You are viewing a plain text version of this content. The canonical link for it is here.

Posted to java-user@lucene.apache.org by hrishim <sm...@yahoo.co.in> on 2010/01/08 11:16:52 UTC

Term Frequency for phrases

Hi .
I have phrases like brain natriuretic peptide indexed as a single token
using Lucene.
When I calculate the term frequency for the same  the count is 0 since the
tokens from the text are indexed separately i.e. brain , natriuretic ,
peptide.
Is there a way to solve this problem and get the term frequency for the
entire phrase ?

Regards,
Hrishi
-- 
View this message in context: http://old.nabble.com/Term-Frequency-for-phrases-tp27073866p27073866.html
Sent from the Lucene - Java Users mailing list archive at Nabble.com.


---------------------------------------------------------------------
To unsubscribe, e-mail: java-user-unsubscribe@lucene.apache.org
For additional commands, e-mail: java-user-help@lucene.apache.org

Re: Term Frequency for phrases

Posted by Erick Erickson <er...@gmail.com>.

On a quick read, your statements are contradictory....

<<<I have phrases like brain natriuretic peptide indexed as a single
token>>>

<<<When I calculate the term frequency for the same  the count is 0 since
the
tokens from the text are indexed separately i.e. brain , natriuretic ,
peptide.>>>

Either "brain natriuretic peptide" is a single token/term or it's not....

Are you sure you're not confusing indexing and storing?
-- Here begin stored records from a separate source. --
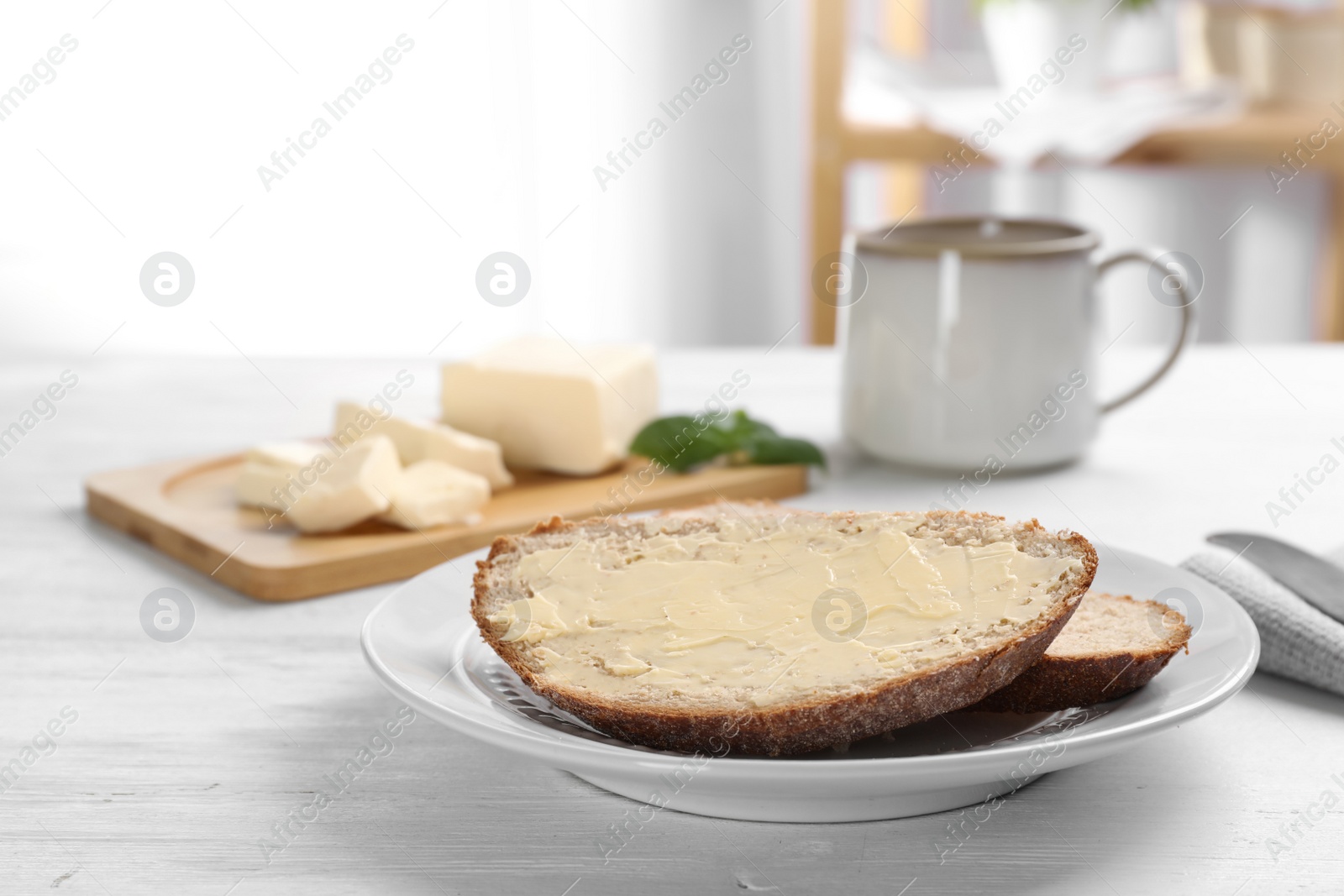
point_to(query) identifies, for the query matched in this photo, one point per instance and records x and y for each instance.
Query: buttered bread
(776, 631)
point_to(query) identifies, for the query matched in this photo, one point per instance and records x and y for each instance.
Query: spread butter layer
(776, 611)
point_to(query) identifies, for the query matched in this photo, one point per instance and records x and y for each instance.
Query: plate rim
(568, 752)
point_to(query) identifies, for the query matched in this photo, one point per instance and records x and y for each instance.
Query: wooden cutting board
(187, 511)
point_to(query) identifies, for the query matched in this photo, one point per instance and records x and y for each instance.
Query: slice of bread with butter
(776, 631)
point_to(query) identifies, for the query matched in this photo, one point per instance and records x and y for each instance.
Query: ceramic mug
(971, 343)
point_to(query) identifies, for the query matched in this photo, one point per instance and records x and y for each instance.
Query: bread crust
(1062, 683)
(803, 725)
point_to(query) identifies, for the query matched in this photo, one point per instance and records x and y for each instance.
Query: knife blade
(1316, 580)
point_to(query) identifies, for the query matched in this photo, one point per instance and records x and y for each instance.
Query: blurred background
(501, 127)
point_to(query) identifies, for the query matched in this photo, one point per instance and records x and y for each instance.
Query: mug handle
(1187, 316)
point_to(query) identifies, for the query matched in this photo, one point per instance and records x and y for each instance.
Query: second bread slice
(1112, 647)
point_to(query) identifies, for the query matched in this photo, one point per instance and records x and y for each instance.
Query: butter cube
(434, 493)
(554, 407)
(268, 470)
(355, 486)
(425, 441)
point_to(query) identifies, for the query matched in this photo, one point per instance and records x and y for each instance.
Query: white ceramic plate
(423, 644)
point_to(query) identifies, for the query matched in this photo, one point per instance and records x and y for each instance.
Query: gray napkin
(1297, 641)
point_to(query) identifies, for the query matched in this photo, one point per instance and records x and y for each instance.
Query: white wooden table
(185, 755)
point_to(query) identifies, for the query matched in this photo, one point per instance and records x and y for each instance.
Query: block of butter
(434, 493)
(269, 469)
(420, 441)
(355, 486)
(554, 407)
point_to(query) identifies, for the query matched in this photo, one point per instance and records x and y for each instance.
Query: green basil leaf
(679, 443)
(780, 449)
(741, 429)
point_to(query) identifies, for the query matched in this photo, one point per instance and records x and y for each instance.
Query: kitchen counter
(183, 757)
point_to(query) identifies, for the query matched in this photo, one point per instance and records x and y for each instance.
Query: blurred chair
(1268, 134)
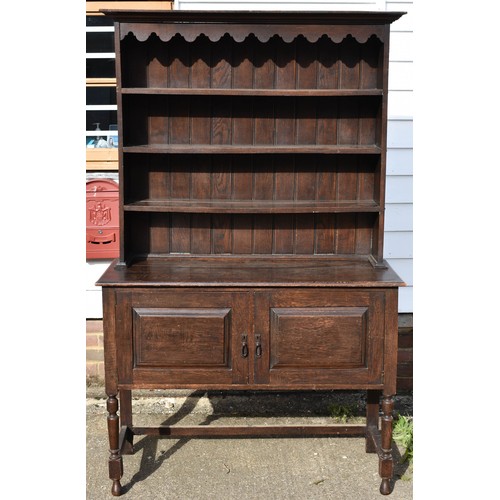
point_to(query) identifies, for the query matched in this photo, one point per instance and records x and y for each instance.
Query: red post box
(102, 235)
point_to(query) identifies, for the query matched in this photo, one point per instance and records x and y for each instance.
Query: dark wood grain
(252, 176)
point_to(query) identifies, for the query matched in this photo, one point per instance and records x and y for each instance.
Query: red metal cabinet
(102, 235)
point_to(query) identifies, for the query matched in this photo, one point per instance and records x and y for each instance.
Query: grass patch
(342, 412)
(402, 433)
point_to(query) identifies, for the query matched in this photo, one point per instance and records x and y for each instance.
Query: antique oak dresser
(252, 184)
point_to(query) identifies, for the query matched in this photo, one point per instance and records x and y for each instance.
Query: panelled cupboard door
(321, 338)
(172, 338)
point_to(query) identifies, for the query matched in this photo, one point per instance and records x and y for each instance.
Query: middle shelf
(252, 206)
(368, 149)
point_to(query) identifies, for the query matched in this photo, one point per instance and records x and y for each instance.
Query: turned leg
(115, 460)
(372, 414)
(126, 420)
(386, 464)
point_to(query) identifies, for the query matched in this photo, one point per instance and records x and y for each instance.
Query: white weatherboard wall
(398, 241)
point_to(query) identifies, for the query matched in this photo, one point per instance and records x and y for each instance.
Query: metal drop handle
(244, 346)
(258, 347)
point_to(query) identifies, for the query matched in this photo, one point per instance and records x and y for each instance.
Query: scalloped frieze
(239, 32)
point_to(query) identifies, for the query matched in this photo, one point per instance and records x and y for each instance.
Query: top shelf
(252, 92)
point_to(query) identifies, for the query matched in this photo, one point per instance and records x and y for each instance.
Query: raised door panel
(320, 338)
(182, 337)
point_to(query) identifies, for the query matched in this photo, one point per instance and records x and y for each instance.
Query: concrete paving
(244, 469)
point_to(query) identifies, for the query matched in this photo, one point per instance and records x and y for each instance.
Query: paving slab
(241, 468)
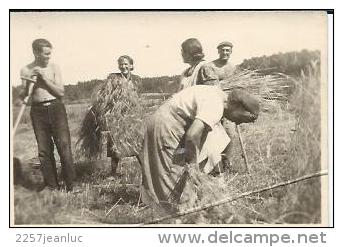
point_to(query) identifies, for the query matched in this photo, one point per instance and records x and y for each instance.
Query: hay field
(284, 143)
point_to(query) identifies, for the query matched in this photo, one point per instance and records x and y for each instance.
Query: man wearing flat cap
(212, 73)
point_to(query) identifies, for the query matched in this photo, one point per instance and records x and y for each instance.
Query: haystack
(117, 107)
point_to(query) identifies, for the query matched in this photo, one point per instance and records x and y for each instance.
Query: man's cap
(225, 43)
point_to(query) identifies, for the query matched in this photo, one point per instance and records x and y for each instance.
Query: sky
(86, 45)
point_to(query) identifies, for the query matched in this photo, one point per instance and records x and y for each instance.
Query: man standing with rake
(48, 115)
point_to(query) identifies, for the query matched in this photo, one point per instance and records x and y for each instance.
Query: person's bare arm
(55, 87)
(193, 140)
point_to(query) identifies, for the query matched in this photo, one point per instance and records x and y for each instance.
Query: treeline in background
(290, 63)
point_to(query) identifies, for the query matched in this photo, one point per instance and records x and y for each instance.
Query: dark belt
(46, 103)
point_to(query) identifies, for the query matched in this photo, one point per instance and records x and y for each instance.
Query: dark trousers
(50, 125)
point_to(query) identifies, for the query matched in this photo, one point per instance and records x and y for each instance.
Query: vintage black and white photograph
(169, 118)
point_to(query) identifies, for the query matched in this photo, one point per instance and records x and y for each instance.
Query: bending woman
(180, 126)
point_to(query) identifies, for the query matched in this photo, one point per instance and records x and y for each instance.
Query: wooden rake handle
(22, 109)
(246, 162)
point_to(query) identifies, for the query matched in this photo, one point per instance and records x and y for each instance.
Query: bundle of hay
(269, 88)
(116, 107)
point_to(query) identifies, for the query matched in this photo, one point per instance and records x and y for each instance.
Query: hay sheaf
(116, 107)
(270, 89)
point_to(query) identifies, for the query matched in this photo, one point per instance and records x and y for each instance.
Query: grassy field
(284, 143)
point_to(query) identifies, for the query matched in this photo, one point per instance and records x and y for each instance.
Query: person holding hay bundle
(213, 73)
(175, 135)
(217, 141)
(115, 99)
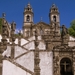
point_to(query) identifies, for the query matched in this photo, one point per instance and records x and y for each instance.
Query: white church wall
(30, 45)
(23, 41)
(18, 51)
(27, 61)
(11, 69)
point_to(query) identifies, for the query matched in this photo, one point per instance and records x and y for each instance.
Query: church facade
(44, 49)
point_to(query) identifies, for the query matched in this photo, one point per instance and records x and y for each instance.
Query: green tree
(0, 25)
(72, 28)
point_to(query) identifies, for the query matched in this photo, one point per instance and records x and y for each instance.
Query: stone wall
(11, 69)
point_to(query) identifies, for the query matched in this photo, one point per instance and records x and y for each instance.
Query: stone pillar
(13, 25)
(36, 57)
(73, 62)
(4, 32)
(19, 39)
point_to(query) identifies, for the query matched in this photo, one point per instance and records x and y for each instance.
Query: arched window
(54, 18)
(28, 18)
(66, 67)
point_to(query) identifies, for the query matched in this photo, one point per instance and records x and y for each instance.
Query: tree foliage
(72, 28)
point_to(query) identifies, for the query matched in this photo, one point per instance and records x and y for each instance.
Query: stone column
(4, 32)
(36, 57)
(13, 25)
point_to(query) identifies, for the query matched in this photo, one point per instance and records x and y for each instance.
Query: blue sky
(14, 10)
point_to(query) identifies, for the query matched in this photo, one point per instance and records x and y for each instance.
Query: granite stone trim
(21, 55)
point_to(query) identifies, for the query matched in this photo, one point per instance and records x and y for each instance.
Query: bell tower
(54, 18)
(28, 20)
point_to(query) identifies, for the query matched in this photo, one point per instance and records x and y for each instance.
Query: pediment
(41, 25)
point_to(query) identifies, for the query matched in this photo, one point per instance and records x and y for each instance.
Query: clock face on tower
(28, 18)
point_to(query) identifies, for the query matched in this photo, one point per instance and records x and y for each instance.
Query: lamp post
(4, 31)
(36, 56)
(13, 26)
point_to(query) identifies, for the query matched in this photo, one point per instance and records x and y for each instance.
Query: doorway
(66, 67)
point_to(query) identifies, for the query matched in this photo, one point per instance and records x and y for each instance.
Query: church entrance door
(66, 67)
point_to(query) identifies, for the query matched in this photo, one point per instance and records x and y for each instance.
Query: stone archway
(66, 67)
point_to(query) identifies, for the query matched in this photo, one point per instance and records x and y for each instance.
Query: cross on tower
(65, 65)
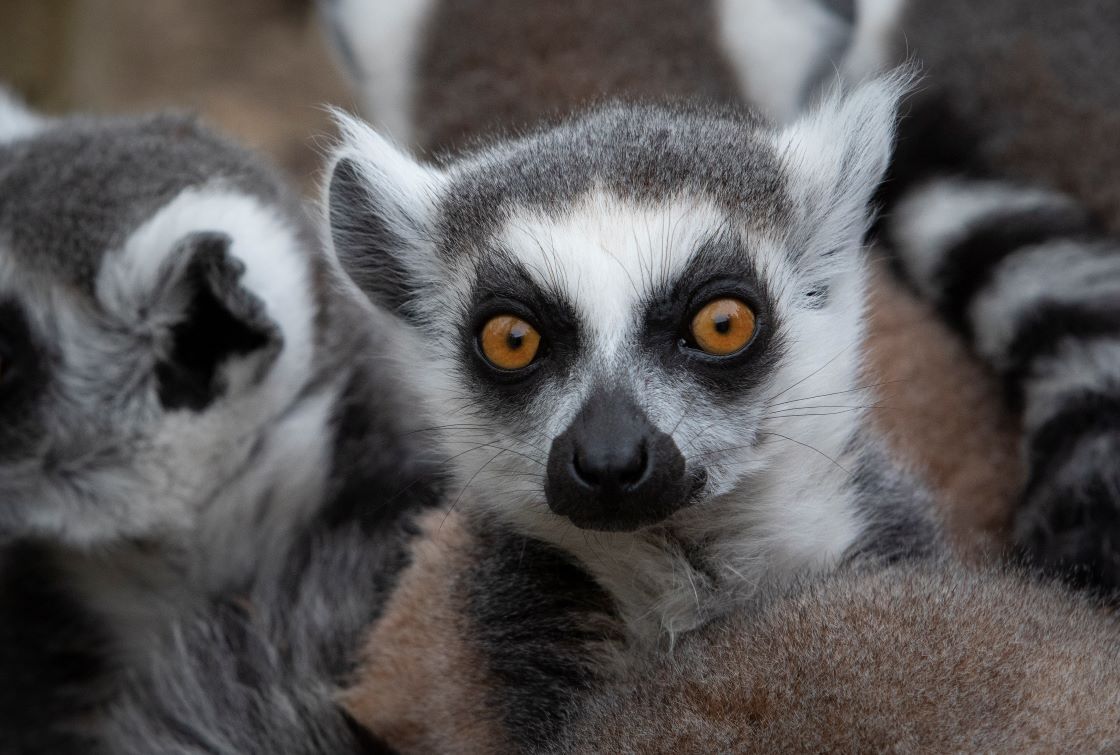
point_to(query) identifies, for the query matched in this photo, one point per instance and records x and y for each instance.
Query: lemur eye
(722, 326)
(509, 342)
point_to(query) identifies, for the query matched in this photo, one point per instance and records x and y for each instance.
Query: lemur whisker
(813, 373)
(858, 389)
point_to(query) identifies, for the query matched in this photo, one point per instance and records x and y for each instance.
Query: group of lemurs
(550, 429)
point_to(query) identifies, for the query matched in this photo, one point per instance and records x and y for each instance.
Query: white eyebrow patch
(606, 254)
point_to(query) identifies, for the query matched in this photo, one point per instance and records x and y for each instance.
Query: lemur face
(623, 316)
(155, 315)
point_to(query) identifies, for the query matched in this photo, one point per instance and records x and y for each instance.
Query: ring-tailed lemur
(903, 659)
(437, 86)
(532, 640)
(189, 391)
(638, 331)
(641, 329)
(998, 207)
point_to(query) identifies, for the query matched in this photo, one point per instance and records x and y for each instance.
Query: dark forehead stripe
(638, 152)
(78, 189)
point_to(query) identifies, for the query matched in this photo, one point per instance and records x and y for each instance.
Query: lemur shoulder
(189, 393)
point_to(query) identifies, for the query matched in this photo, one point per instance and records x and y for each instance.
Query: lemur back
(999, 207)
(449, 241)
(904, 659)
(192, 395)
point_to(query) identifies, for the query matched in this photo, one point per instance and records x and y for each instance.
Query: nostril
(610, 469)
(584, 473)
(633, 472)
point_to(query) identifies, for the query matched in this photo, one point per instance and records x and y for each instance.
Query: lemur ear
(834, 158)
(212, 318)
(380, 203)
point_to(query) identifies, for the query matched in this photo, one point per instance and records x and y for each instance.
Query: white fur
(277, 271)
(606, 255)
(384, 37)
(878, 39)
(1063, 271)
(1091, 366)
(836, 156)
(16, 120)
(778, 48)
(930, 221)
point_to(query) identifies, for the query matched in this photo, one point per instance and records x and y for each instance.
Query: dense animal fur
(512, 70)
(989, 206)
(904, 659)
(402, 198)
(625, 214)
(190, 390)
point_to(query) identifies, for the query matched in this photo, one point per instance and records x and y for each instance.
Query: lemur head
(627, 314)
(155, 315)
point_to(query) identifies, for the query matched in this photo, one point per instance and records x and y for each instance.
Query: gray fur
(152, 468)
(786, 218)
(117, 174)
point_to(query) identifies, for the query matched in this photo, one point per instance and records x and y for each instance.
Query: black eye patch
(721, 268)
(24, 376)
(504, 287)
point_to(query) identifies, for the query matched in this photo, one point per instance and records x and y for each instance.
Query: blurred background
(258, 70)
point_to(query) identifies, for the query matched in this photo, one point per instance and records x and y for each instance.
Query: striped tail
(1025, 276)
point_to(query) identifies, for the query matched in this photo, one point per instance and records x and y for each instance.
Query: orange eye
(722, 326)
(509, 342)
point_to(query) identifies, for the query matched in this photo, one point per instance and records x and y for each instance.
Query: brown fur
(942, 412)
(1046, 103)
(421, 686)
(903, 660)
(504, 64)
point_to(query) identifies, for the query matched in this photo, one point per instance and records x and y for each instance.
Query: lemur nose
(613, 469)
(610, 465)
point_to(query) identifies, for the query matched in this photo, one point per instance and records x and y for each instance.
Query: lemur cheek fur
(613, 471)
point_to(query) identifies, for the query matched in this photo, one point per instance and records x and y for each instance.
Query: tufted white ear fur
(380, 202)
(16, 120)
(834, 158)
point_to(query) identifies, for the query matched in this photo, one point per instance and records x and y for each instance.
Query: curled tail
(1032, 283)
(260, 677)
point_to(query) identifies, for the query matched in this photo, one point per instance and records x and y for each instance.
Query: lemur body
(998, 206)
(487, 68)
(531, 645)
(910, 658)
(188, 394)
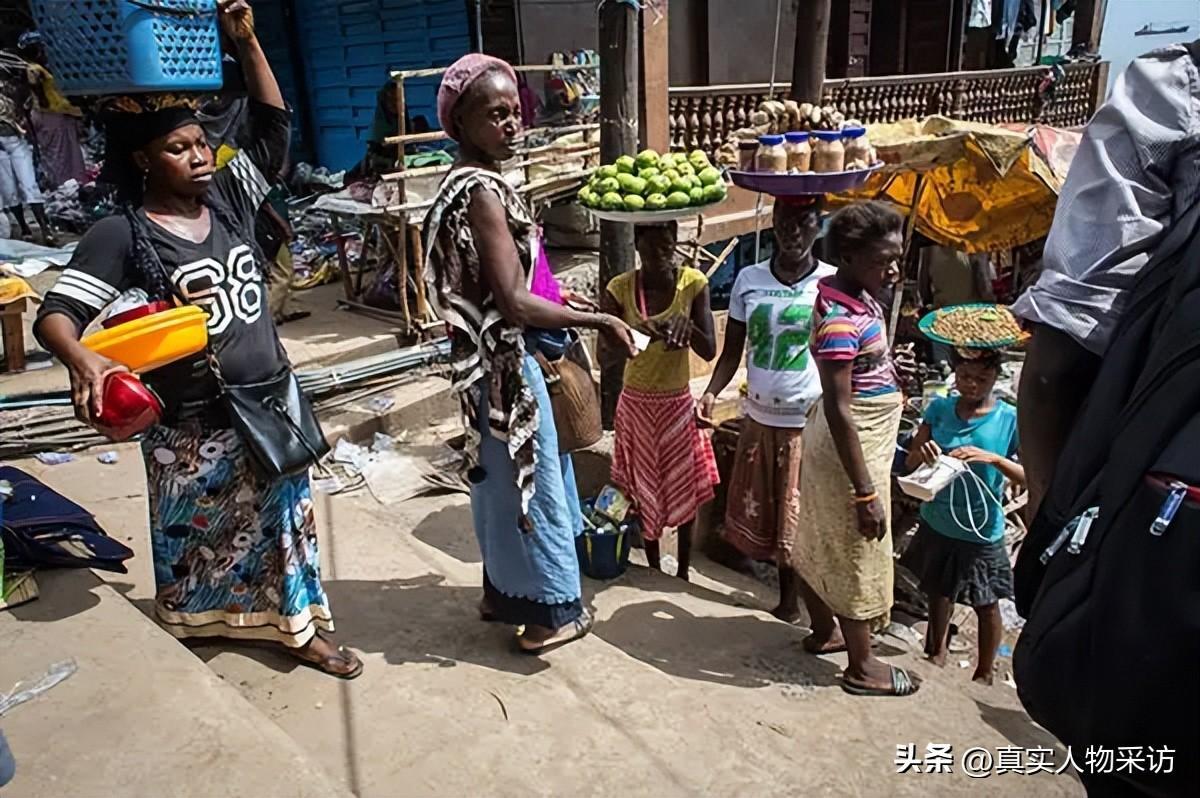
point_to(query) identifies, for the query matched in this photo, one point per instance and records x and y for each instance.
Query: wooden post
(13, 331)
(618, 136)
(1090, 23)
(811, 45)
(655, 83)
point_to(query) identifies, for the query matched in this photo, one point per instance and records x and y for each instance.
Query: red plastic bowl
(129, 408)
(135, 313)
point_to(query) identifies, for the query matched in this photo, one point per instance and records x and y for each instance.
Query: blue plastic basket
(131, 46)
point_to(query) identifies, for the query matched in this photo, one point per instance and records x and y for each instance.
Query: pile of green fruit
(653, 181)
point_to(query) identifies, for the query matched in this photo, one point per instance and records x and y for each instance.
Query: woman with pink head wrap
(480, 239)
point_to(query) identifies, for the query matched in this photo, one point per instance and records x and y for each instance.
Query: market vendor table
(13, 328)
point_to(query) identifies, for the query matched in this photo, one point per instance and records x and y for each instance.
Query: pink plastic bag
(544, 282)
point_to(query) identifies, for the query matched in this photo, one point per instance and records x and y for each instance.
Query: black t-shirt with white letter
(220, 275)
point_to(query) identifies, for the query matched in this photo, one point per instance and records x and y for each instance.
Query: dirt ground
(683, 689)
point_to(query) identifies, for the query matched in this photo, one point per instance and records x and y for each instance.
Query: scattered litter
(1009, 617)
(775, 727)
(352, 455)
(58, 673)
(383, 443)
(381, 405)
(499, 701)
(54, 457)
(395, 478)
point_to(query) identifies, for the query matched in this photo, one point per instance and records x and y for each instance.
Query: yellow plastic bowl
(154, 341)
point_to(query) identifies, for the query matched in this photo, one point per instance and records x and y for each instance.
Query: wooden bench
(13, 328)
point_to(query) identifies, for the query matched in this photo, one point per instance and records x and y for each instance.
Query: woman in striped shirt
(844, 544)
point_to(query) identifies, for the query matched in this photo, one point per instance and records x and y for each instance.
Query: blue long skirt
(528, 577)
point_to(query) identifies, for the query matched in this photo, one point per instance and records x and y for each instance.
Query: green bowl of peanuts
(978, 325)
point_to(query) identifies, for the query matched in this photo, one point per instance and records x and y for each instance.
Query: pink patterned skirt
(661, 460)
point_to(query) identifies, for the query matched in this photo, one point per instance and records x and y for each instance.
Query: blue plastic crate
(131, 46)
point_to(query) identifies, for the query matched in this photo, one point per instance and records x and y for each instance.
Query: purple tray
(809, 183)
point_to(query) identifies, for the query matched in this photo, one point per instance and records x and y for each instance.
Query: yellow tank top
(658, 370)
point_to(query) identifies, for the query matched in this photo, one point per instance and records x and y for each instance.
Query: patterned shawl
(486, 352)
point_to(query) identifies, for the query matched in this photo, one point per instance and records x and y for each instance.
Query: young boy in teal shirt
(959, 551)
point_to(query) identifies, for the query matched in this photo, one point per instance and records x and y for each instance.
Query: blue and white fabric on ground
(529, 577)
(18, 175)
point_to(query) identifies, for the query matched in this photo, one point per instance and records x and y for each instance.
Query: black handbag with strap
(276, 421)
(274, 418)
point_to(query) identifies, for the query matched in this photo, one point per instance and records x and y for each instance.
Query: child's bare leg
(936, 645)
(991, 629)
(652, 555)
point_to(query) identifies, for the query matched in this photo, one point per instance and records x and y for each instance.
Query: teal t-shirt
(995, 432)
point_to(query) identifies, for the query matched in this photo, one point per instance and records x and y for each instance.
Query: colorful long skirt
(531, 576)
(661, 460)
(234, 557)
(763, 509)
(851, 574)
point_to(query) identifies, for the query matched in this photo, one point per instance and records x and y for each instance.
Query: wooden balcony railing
(705, 117)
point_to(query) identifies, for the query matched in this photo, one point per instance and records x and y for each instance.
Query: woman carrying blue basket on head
(235, 552)
(481, 243)
(959, 551)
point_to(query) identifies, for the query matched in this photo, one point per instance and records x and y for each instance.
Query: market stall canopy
(976, 187)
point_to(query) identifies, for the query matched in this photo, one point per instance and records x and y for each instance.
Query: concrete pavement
(683, 689)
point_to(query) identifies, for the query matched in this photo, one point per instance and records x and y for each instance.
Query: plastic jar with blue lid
(828, 151)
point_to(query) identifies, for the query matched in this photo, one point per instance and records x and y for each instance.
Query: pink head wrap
(459, 78)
What
analyzer are you using at index time?

Erick

On Fri, Jan 8, 2010 at 5:16 AM, hrishim <sm...@yahoo.co.in> wrote:

>
> Hi .
> I have phrases like brain natriuretic peptide indexed as a single token
> using Lucene.
> When I calculate the term frequency for the same  the count is 0 since the
> tokens from the text are indexed separately i.e. brain , natriuretic ,
> peptide.
> Is there a way to solve this problem and get the term frequency for the
> entire phrase ?
>
> Regards,
> Hrishi
> --
> View this message in context:
> http://old.nabble.com/Term-Frequency-for-phrases-tp27073866p27073866.html
> Sent from the Lucene - Java Users mailing list archive at Nabble.com.
>
>
> ---------------------------------------------------------------------
> To unsubscribe, e-mail: java-user-unsubscribe@lucene.apache.org
> For additional commands, e-mail: java-user-help@lucene.apache.org
>
>

Re: Term Frequency for phrases

Posted by Jason Rutherglen <ja...@gmail.com>.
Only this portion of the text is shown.